Bound States in Continuum via Singular Transfer Matrices

TL;DR

This paper introduces an analytical approach using transfer matrices to better understand and design bound states in continuum in photonic devices, bridging exact formulas with numerical data.

Contribution

It presents a novel method that combines exact analytical transfer matrix formulas with numerical data to analyze BICs in non-homogeneous thin laminae devices.

Findings

Bound states in continuum are linked to the null space of the transfer matrix.

Analytical formulas help identify geometric parameters and frequency bands for BICs.

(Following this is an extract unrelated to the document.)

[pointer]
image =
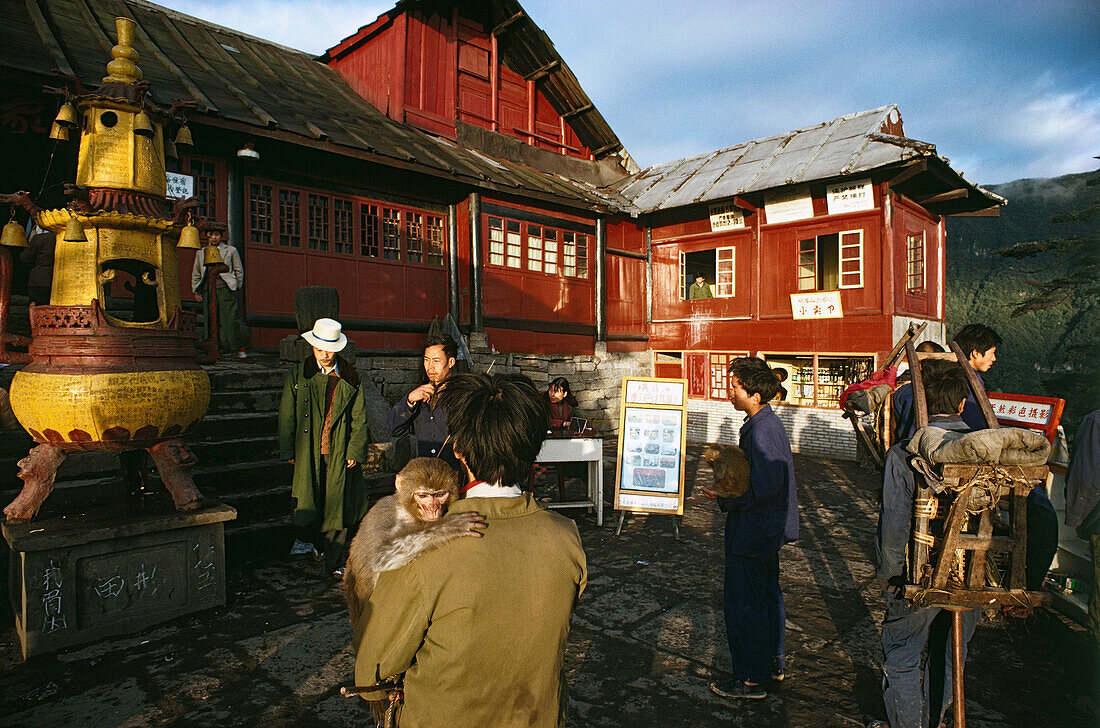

The approach enhances understanding of BIC origins and supports practical device design.

Abstract

In recent years, bound states in continuum (BICs) have gained significant value for practitioners in both theoretical and applied photonics. This paper focuses on devices that utilize non-homogeneous thin patterned laminae. The properties, design principles, and behavior of BICs for this class of devices are frequently explained through a variety of models, ranging from numerical or semi-analytical solutions for the Maxwell equations to heuristic approaches that rely on fitting functions to provide phenomenological descriptions. The field of devices under study has given less attention to approaches that integrate exact analytical solutions of the transfer matrix with numerical data. In this vein, this paper aims to adopt an approach where exact analytical formulas, detailed in our previous manuscript arXiv:2303.06765 (2023), are translated into equations to explore the origins and properties of the bound states in continuum, as well as their practical implementation. The geometric parameters of the device and its operating frequency band emerge from the null space of the transfer matrix.